We are whole body creatures. We communicate with our whole bodies. We listen with our whole bodies.

He was talking, but I couldn’t hear him for the light.

That’s right -- for the light. A big window behind him turned him into a silhouette, a black cardboard cut-out. I could hear his voice, but I couldn’t see his mouth, his eyes, his face. And so I missed a lot of what he was saying.

Listening doesn’t depend only on ears. Granted, my ears are not what they used to be. (Nothing about me is what it used to be.) A few years ago, I got hearing aids. They help -- when I remember to wear them.

Rather, listening is a multi-sensory experience. I need to supplement the sounds of speech with other clues. The look on a person’s face. The twinkle in her eyes. What he does with his hands, how she holds her shoulders.

Students of communication claim that less than 10 per cent of a message comes through the actual words used. Another 40 per cent or so comes from the voice -- its tone, its pitch, its melody or dissonance. The remaining 50 per cent comes from non-verbal clues, what we commonly call body language.
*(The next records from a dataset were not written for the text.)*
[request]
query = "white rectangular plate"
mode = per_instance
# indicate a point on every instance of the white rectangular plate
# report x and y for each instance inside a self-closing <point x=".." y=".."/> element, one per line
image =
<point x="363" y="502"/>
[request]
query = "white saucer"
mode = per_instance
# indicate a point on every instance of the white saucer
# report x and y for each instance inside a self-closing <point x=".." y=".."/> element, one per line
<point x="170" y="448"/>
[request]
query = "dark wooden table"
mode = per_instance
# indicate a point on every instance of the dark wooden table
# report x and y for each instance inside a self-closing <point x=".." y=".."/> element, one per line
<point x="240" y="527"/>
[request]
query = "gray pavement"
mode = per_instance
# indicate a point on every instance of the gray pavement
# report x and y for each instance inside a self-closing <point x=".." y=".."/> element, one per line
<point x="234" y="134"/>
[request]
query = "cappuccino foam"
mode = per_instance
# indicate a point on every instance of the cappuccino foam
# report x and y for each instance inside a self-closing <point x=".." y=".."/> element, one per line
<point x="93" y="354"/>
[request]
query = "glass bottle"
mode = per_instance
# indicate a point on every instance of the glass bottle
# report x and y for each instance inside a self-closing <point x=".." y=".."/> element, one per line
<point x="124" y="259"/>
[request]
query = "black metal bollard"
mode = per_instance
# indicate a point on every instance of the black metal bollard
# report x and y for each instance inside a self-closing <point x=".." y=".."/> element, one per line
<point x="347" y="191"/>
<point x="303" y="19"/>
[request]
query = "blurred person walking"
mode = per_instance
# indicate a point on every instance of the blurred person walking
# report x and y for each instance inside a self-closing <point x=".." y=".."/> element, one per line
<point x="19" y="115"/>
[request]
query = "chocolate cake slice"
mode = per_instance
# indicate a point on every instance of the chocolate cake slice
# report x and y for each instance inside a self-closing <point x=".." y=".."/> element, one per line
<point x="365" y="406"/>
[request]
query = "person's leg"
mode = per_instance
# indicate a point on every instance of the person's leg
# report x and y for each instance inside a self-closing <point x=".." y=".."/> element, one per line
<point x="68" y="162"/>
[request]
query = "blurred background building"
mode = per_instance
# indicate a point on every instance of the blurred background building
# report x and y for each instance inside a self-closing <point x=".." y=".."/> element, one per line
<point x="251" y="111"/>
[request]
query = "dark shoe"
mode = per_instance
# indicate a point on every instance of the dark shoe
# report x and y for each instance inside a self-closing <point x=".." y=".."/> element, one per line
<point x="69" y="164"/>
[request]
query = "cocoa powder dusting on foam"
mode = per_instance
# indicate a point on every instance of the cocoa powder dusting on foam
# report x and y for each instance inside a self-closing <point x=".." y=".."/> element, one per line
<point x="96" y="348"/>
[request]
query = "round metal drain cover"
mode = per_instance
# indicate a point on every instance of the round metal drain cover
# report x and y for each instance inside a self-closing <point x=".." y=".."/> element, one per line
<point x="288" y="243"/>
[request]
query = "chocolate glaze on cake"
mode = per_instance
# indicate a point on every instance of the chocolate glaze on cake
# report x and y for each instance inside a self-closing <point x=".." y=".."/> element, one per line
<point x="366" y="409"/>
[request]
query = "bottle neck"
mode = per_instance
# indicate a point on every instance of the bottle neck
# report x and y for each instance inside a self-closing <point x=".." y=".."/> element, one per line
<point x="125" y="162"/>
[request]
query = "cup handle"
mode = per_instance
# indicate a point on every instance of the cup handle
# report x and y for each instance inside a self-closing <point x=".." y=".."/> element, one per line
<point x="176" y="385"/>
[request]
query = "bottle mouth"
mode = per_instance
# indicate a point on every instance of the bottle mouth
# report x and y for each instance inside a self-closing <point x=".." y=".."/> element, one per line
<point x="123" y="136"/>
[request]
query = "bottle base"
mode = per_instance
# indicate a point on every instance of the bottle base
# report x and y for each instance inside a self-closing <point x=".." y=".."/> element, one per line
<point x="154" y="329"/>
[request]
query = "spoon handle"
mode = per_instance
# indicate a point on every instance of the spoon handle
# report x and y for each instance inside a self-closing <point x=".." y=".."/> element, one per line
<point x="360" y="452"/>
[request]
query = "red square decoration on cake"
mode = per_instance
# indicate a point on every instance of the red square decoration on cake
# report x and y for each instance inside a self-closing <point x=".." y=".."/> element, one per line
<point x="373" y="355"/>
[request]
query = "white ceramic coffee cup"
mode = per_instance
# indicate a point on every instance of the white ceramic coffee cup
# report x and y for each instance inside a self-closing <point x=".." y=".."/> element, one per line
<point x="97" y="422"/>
That’s why a face-to-face contact is always more persuasive than an e-mail or a text message; why a phone call can resolve differences that even the most carefully crafted letters seem to exacerbate; why television can sell useless products more effectively than radio or print.

We are whole body creatures. We communicate with our whole bodies. We listen with our whole bodies.

And perhaps with more than our physical bodies.

I have only twice seen a person’s aura. But that’s enough to convince me that humans do radiate something. Even if I can neither define nor measure that emanation, I’m sure it influences me.

Listening is a skill. It needs to be practised.

In a workshop on congregational renewal, Bruce Sanguin suggested that the first thing a congregation needs to do is to learn to listen to each other. Not to offer answers. Or judgement. But to listen.

Sanguin suggested that, instead of seizing a silence to insert my own words of wisdom, I should summarize what I heard the other saying. Partly to be sure I heard them right. Partly to reassure them I really had been listening.

Because, honestly, sometimes I haven’t been. I have merely waited for a break in the flow of words so that I can offer my own view. Or rebuttal. Or, I regret, a vaguely related joke.

Listening is not egocentric.

I wonder what would happen if we really learned to listen to other humans. And beyond humans. If we unplugged our earphones, if we turned off our cell phones, could we hear the inaudible voices of trees, flowers, and grasses? Could we hear the earth through the soles of our feet? Could we hear the atmosphere with our noses?

Perhaps, if we emptied our minds of our incessant busy-ness, we might even be able to listen to that still small voice beyond nature, within nature, that some of us call God? Instead of trying to tell God what we think God needs to know, could we hear something we didn’t know was there?